Cette citation de l’économiste de l’Ecole de Chicago, Milton Friedman, est encore toujours utilisée dans le débat sur l’immigration. Entre autres par l’économiste britannique, Paul Collier. Il déclare dans son livre ‘Exodus: How Migration is Changing our World’ (L’Exode: comment l’immigration change notre monde) que l’immigration massive menace la cohésion culturelle des pays riches. Lorsque les migrants se cramponnent aux normes culturelles qui, selon les mots de Collier, “rendent leur pays d’origine dysfonctionnel, comme la corruption, et qu’elles s’étendent dans leur nouveau pays d’accueil”, alors il n’y a pas de raison de la part des autochtones de financer une sécurité sociale généreuse.

Paul Collier constate que l’intégration des immigrants se passe plus facilement dans les sociétés qui ont un système d’allocations moins généreux, comme c’est le cas aux Etats-Unis. Le système de sécurité sociale occidental est vivable uniquement si l’immigration répond à des conditions précises: le nombre de nouveaux immigrants doit est lié au succès de personnes arrivées antérieurement, dans le groupe d’immigrants, le nombre de diplômés (études supérieures) doit être élevé, le regroupement familial doit être limité et les réfugiés en provenance des zones de conflit doivent être accueillis, mais doivent retournés dans leur pays d’origine une fois que la paix y est revenue.
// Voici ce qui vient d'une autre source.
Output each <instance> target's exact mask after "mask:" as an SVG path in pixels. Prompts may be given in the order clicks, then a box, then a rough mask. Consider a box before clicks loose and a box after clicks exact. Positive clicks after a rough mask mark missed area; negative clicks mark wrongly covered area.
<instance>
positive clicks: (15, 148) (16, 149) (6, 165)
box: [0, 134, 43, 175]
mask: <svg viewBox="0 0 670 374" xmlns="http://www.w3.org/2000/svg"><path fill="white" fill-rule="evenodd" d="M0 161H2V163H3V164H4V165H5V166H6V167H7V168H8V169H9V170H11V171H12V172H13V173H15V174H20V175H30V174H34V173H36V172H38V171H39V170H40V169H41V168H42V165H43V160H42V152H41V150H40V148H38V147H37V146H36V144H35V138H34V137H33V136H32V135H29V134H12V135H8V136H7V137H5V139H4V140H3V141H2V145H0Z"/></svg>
L’absorption des flux migratoires se passe mieux quand le travail est flexible

La Grande-Bretagne suscite beaucoup d’attrait auprès des immigrants et pas seulement à cause de la langue. Le pays a simplement un marché du travail extrêmement flexible et celui-ci peut absorber les immigrants beaucoup plus vite. Un salaire minimum bas, peu de protection sociale et des conventions collectives de travail flexibles peuvent faciliter l’accès des immigrants au marché du travail. Sur le continent, ce sont surtout les ‘insiders’, ceux qui ont déjà un emploi, qui sont protégés. Il en résulte que certains immigrants se retrouvent de manière disproportionnée au chômage ou dans le circuit du travail au noir. D’autres choisissent le statut d’indépendant, comme par exemple beaucoup de Polonais dans le secteur de la construction.